Дарить — безнадежное дело. Все хорошо знали: подарков ни от кого, кроме стародавних друзей из авиационного и журналистского кланов, он не принимал, а перед друзьями в этом смысле тоже никогда не оставался в долгу: если ему дарили, он не то чтобы немедленно, но скоро отзывался и находил самый невероятный повод, однако же всегда убедительный, чтобы отвалить иной раз такой ответный подарок, какой другу и не снился. Верно, никогда он не имел дел с драгоценностями и прочей пошлой мишурой, которая, как он правильно полагал, может нравиться лишь людям ограниченным.

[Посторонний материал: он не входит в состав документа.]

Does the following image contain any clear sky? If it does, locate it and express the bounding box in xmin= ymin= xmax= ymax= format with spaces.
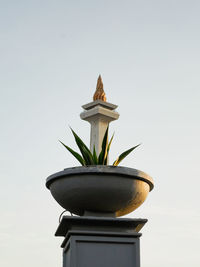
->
xmin=0 ymin=0 xmax=200 ymax=267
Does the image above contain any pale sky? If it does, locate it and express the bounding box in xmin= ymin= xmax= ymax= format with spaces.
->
xmin=0 ymin=0 xmax=200 ymax=267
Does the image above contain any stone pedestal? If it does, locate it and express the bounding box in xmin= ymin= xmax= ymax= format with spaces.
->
xmin=55 ymin=216 xmax=147 ymax=267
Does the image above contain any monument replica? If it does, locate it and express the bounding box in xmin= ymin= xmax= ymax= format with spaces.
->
xmin=46 ymin=76 xmax=153 ymax=267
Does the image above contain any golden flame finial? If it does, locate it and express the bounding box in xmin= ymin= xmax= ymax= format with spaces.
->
xmin=93 ymin=75 xmax=106 ymax=102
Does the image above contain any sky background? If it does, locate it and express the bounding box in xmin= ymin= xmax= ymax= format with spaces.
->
xmin=0 ymin=0 xmax=200 ymax=267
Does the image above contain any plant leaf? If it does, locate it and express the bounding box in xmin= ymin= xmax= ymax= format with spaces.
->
xmin=98 ymin=126 xmax=109 ymax=165
xmin=59 ymin=140 xmax=86 ymax=166
xmin=113 ymin=144 xmax=141 ymax=166
xmin=70 ymin=128 xmax=94 ymax=165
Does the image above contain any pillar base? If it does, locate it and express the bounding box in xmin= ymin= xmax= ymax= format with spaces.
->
xmin=55 ymin=216 xmax=147 ymax=267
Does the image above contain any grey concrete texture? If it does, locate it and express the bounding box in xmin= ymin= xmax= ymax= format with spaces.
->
xmin=46 ymin=165 xmax=153 ymax=217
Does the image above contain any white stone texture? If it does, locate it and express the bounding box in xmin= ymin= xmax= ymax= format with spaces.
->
xmin=80 ymin=100 xmax=119 ymax=155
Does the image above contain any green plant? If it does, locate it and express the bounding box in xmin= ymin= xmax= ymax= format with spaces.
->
xmin=59 ymin=128 xmax=140 ymax=166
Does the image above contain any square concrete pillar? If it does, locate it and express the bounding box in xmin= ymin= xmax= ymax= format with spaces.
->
xmin=56 ymin=216 xmax=147 ymax=267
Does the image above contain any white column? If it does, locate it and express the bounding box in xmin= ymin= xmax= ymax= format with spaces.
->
xmin=80 ymin=100 xmax=119 ymax=155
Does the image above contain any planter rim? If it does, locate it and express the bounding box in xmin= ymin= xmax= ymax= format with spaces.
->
xmin=46 ymin=165 xmax=154 ymax=191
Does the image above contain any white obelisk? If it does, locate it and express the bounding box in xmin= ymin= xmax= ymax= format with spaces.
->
xmin=80 ymin=75 xmax=119 ymax=155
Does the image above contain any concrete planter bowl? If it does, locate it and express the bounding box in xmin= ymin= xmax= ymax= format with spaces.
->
xmin=46 ymin=165 xmax=153 ymax=217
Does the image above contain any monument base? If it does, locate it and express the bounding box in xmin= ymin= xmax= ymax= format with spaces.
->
xmin=55 ymin=216 xmax=147 ymax=267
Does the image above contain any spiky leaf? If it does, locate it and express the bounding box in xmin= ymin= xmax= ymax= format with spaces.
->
xmin=113 ymin=144 xmax=140 ymax=166
xmin=59 ymin=140 xmax=86 ymax=166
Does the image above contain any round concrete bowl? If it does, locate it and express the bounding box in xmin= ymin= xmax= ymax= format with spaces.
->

В желании дать п о ч и т а т ь хорошо просматривалась корысть двоякая: во-первых, поглубже расположить к себе на правах какого-никакого, но все же единомышленника, а во-вторых, что прагматически было главнее, — заручиться возможностью для новой с ним, Коноваловым, встречи. Встречи, будто бы ни к чему не обязывающей, но (и здесь Коновалов почти не ошибался в предвидениях) с такой же мелкой необязательностью, эфемерной и вовсе необременительной просьбой о том о сем — просьбой, которую он и без дать п о ч и т а т ь постарался бы выполнить, потому что первым делом жизни он почитал за долг — помогать хорошим людям, а из рук плохих он никогда и никаких книг не брал.
Вот почему, когда на порог его квартиры в субботний день явился засмущавшийся сосед-химик с позарез нужным ему, Коновалову, томом, по корешку, украшенному черно-золотым тиснением буковок «Энциклопедическій словарь. Брокгаузъ и Ефронъ. 1907», он поблагодарил соседа сердечнейшим образом сколь за словарь, столь и за телепатическое наитие (Коновалову словарь тогда был действительно нужен, причем именно этот том, а не какой-либо другой!). Но, поблагодарив, он без особых обиняков попросил напрямик объяснить сразу, в чем д е л о, после чего совсем закрасневшийся сосед уверил, что ни в чем. Однако через год химик все-таки дал знать о себе очень осторожно, робко спросил сначала о «Брокгаузе», а затем уже о том, на что, между прочим, имел полнейшее право. Оставалось только поражаться скромности и долготерпению химика, которому «Брокгауза и Ефрона» он возвернул конечно же немедля, но с чувством некоей досадливости за свою забывчивость с примешавшимися к ней невысказанными укорами владельцу «Брокгауза» и брезгливостью к самому себе за то, что не смог помочь человеку раньше, еще год назад.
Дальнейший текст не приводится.